Now a man named Lazarus was sick. He was from Bethany, the village of Mary and her sister Martha. (This Mary, whose brother Lazarus now lay sick, was the same one who poured perfume on the Lord and wiped his feet with her hair.) So the sisters sent word to Jesus, “Lord, the one you love is sick.” …
Jesus, once more deeply moved, came to the tomb. It was a cave with a stone laid across the entrance. “Take away the stone,” he said.
“But, Lord,” said Martha, the sister of the dead man, “by this time there is a bad odor, for he has been there four days.”
Then Jesus said, “Did I not tell you that if you believe, you will see the glory of God?”

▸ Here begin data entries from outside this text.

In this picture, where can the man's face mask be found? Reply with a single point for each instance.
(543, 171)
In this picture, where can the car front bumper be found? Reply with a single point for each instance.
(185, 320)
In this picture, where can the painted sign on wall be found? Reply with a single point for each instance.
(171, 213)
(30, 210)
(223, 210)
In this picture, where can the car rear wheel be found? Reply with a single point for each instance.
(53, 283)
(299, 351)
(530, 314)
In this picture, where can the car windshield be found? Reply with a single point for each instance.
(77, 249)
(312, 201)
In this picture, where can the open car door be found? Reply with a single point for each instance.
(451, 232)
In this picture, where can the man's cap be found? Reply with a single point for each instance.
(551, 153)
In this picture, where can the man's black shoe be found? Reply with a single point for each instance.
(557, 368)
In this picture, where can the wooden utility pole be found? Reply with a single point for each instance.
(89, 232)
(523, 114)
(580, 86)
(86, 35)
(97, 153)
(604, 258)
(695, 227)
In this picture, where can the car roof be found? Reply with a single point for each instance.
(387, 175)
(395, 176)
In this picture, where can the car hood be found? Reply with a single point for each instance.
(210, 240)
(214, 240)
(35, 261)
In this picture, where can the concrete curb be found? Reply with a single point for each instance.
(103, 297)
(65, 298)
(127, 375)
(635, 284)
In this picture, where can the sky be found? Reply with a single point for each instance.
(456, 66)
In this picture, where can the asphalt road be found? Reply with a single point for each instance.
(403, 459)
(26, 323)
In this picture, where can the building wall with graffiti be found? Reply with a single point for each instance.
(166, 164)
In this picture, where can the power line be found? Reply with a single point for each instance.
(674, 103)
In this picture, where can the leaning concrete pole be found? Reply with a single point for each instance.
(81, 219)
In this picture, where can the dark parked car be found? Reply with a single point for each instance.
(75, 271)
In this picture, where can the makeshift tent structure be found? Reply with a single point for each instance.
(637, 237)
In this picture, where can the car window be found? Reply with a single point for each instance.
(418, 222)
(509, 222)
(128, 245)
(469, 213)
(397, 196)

So they took away the stone. Then Jesus looked up and said, “Father, I thank you that you have heard me. I knew that you always hear me, but I said this for the benefit of the people standing here, that they may believe that you sent me.”
When he had said this, Jesus called in a loud voice, “Lazarus, come out!” The dead man came out, his hands and feet wrapped with strips of linen, and a cloth around his face.
Jesus said to them, “Take off the grave clothes and let him go.” …
Meanwhile a large crowd of Jews found out that Jesus was there and came, not only because of him but also to see Lazarus, whom he had raised from the dead. So the chief priests made plans to kill Lazarus as well, for on account of him many of the Jews were going over to Jesus and believing in him.
- John 11:1-3, 11:38-44, 12:9-11
“Wow! Because of Lazarus, many Jews were ‘believing in Jesus.’ Lazarus has been given a trumpet. He has a testimony to give – and what a testimony he has!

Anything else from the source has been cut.